Disease sequencing is bigger than COVID-19
The accepted surveillance target is 5% of cases. As I write this, the US is recording tens of thousands of new COVID-19 cases per day. This implies that we should be sequencing tens of thousands of SARS infections a month. We have to sequence a lot of COVID-19 cases, but only because we’ve already lost control.
The bigger question is what else we should be sequencing.
Narrow but big idea: sequence more of every disease. Why not sequence 5% of flu cases (which escapes its vaccine annually), and HIV (which continually develops drug resistance)?
Big but obvious idea: let’s track the genomes of emerging diseases too. Our goal is to intercept new diseases before they become endemic. Ideally, we want to identify and suppress diseases before they get here. Sequencing is used to identify diseases when they are new. It also reveals targets for vaccines. It provides a diagnostic backstop against diseases that mutate so rapidly that traditional diagnostics are unreliable. It can track wildlife diseases at high risk of zoonotic spillover to humans.
The point is, if we’re going to start investing billions into infectious disease surveillance, we might as well set up to catch the next biothreat while we’re looking for new outbreaks of the old one.
Sequencing, near and far
Think of diseases as invading enemies, which we can categorize by how deeply penetrate our defenses. At one extreme, we have the endemic diseases: SARS-2, influenza, HIV. At the other extreme, we have the diseases that don’t yet transmit among humans, like avian flu. In the middle are those that broke out but were contained (SARS-1, MERS); those that we have failed to eradicate but which remain at a distance (Ebola, Lassa); and vector-borne diseases, which tend to be climate-specific (Dengue, Zika).
This framing makes it easier to envision the tools we might need.

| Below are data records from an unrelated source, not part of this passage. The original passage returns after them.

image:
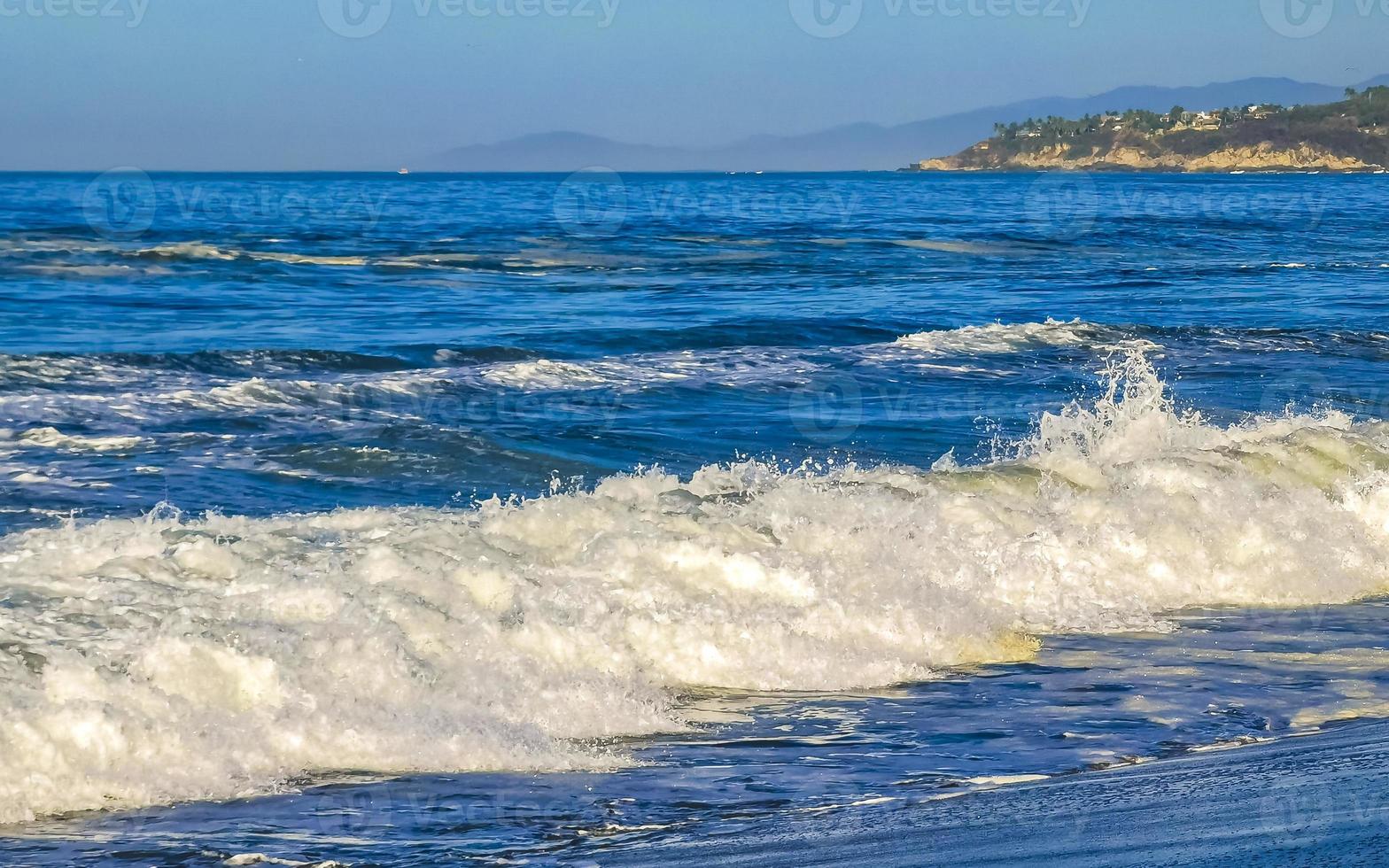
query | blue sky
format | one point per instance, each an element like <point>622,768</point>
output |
<point>332,83</point>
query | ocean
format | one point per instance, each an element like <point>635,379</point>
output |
<point>415,520</point>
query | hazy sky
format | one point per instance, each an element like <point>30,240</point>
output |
<point>339,83</point>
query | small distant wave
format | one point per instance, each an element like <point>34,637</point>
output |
<point>999,339</point>
<point>741,367</point>
<point>166,659</point>
<point>51,438</point>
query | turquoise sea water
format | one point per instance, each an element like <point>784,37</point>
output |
<point>811,493</point>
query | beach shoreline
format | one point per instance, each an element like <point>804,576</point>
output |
<point>1305,800</point>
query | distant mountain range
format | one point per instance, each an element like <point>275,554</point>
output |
<point>857,146</point>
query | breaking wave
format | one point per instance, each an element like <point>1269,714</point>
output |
<point>168,659</point>
<point>999,339</point>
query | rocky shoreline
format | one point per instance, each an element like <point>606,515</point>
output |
<point>1264,157</point>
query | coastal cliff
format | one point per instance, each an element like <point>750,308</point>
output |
<point>1347,136</point>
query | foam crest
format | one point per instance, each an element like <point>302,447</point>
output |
<point>999,339</point>
<point>163,659</point>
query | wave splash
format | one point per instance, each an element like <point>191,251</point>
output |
<point>167,659</point>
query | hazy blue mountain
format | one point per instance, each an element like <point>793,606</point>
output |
<point>856,146</point>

For endemic disease, we need a network of massive, centralized sequencing facilities. For emerging threats, we need portable solutions that can travel into the field, into villages and farms and jungles and open-air markets.
The right surveillance tools and methods will depend on which disease we’re tracking. In many cases, a 5% sampling rule won’t work, nor will mailing in positive cases to reference labs. A few examples:
- For SARS-2 (and flu, HIV, etc.) we want to sequence known positives to track vaccine and diagnostic escape
- For avian flu, we want to screen farms for infections—likely with pooled testing—then sequence both animal samples and the farm workers to look for zoonotic transmission
- In regions with Ebola (and Lassa, Marburg, etc.), we want to sequence known positives, and perhaps a sampling of any patient with a fever, because so many of the regional diseases have overlapping symptoms
- For Dengue and Zika, we want to collect and test mosquitos, and screen individuals traveling between regions of similar climate (say, between Brazil and Florida), referring any hits for sequencing
With few notable exceptions, the tools we need already exist. BARDA and NIH could fast-track development of the missing pieces.

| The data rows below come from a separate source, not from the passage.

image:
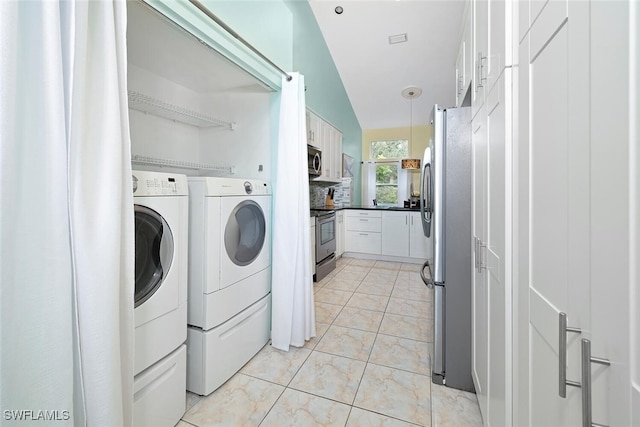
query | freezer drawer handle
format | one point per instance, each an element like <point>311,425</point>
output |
<point>587,360</point>
<point>427,281</point>
<point>562,354</point>
<point>479,262</point>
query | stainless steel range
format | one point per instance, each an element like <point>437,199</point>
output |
<point>325,242</point>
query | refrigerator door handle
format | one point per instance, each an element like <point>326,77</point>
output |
<point>426,199</point>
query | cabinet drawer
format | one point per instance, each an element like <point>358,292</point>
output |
<point>355,213</point>
<point>364,224</point>
<point>362,242</point>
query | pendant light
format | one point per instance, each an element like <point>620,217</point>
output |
<point>411,92</point>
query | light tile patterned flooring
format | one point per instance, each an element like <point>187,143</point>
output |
<point>368,366</point>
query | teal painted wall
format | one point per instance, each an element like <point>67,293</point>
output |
<point>325,93</point>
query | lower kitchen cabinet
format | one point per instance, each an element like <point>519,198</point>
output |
<point>389,233</point>
<point>395,233</point>
<point>363,231</point>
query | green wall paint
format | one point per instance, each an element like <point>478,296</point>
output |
<point>325,93</point>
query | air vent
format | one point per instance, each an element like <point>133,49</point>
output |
<point>399,38</point>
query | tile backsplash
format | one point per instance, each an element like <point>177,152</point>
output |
<point>342,196</point>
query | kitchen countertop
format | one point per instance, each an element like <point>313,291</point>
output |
<point>338,207</point>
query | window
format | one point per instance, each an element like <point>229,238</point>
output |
<point>395,149</point>
<point>384,183</point>
<point>387,183</point>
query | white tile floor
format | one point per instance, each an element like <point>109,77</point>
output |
<point>368,366</point>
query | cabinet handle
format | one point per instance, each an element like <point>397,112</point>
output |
<point>479,71</point>
<point>562,354</point>
<point>587,360</point>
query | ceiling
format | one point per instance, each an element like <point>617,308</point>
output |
<point>374,72</point>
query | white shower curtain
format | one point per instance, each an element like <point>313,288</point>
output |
<point>66,217</point>
<point>293,313</point>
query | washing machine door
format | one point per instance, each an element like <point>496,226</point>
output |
<point>244,234</point>
<point>154,252</point>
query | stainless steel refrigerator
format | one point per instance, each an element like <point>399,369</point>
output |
<point>446,218</point>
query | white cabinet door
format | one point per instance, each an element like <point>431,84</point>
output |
<point>480,52</point>
<point>395,234</point>
<point>340,233</point>
<point>336,153</point>
<point>615,216</point>
<point>496,258</point>
<point>558,203</point>
<point>480,296</point>
<point>327,151</point>
<point>363,242</point>
<point>419,245</point>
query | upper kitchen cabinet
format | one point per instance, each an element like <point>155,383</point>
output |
<point>328,139</point>
<point>314,130</point>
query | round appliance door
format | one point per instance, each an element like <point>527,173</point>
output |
<point>154,252</point>
<point>244,234</point>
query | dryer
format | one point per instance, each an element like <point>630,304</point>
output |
<point>160,313</point>
<point>229,277</point>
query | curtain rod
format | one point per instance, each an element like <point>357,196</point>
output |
<point>218,21</point>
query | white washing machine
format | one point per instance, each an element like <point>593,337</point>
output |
<point>229,277</point>
<point>161,244</point>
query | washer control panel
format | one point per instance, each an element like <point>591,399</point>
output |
<point>158,184</point>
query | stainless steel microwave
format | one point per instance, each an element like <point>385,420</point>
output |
<point>314,160</point>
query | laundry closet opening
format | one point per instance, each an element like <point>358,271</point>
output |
<point>191,110</point>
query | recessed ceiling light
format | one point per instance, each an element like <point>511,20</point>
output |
<point>399,38</point>
<point>411,92</point>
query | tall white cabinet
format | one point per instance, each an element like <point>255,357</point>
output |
<point>491,199</point>
<point>556,304</point>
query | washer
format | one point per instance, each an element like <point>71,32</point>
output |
<point>161,206</point>
<point>229,277</point>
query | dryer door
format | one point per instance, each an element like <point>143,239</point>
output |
<point>154,252</point>
<point>244,234</point>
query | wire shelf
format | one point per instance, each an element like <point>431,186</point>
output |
<point>221,170</point>
<point>147,104</point>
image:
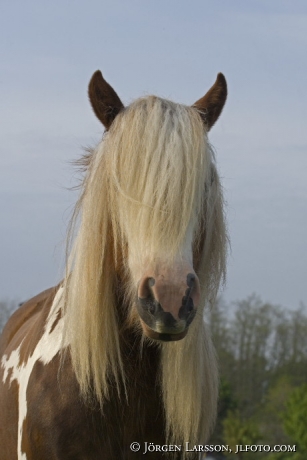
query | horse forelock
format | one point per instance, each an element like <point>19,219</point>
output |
<point>150,190</point>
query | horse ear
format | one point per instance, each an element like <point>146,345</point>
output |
<point>211,105</point>
<point>104,100</point>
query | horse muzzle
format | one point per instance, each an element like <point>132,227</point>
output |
<point>166,306</point>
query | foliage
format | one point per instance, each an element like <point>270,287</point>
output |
<point>237,431</point>
<point>262,354</point>
<point>6,309</point>
<point>295,419</point>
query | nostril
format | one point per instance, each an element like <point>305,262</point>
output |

The main challenge isn’t technological, scientific, or medical. Setting up true infectious disease surveillance is a massive geopolitical project that will never end. We can’t sequence samples in populations without health infrastructure. We can’t sequence samples in countries that won’t let us in. We can’t sequence samples from animals when the companies that own the farms block access. Tracking disease will require as much diplomacy as epidemiology.
The COVID relief bill will be a good first step toward standing up infectious disease surveillance. But let’s not fool ourselves into thinking it’s anything more than just the first step.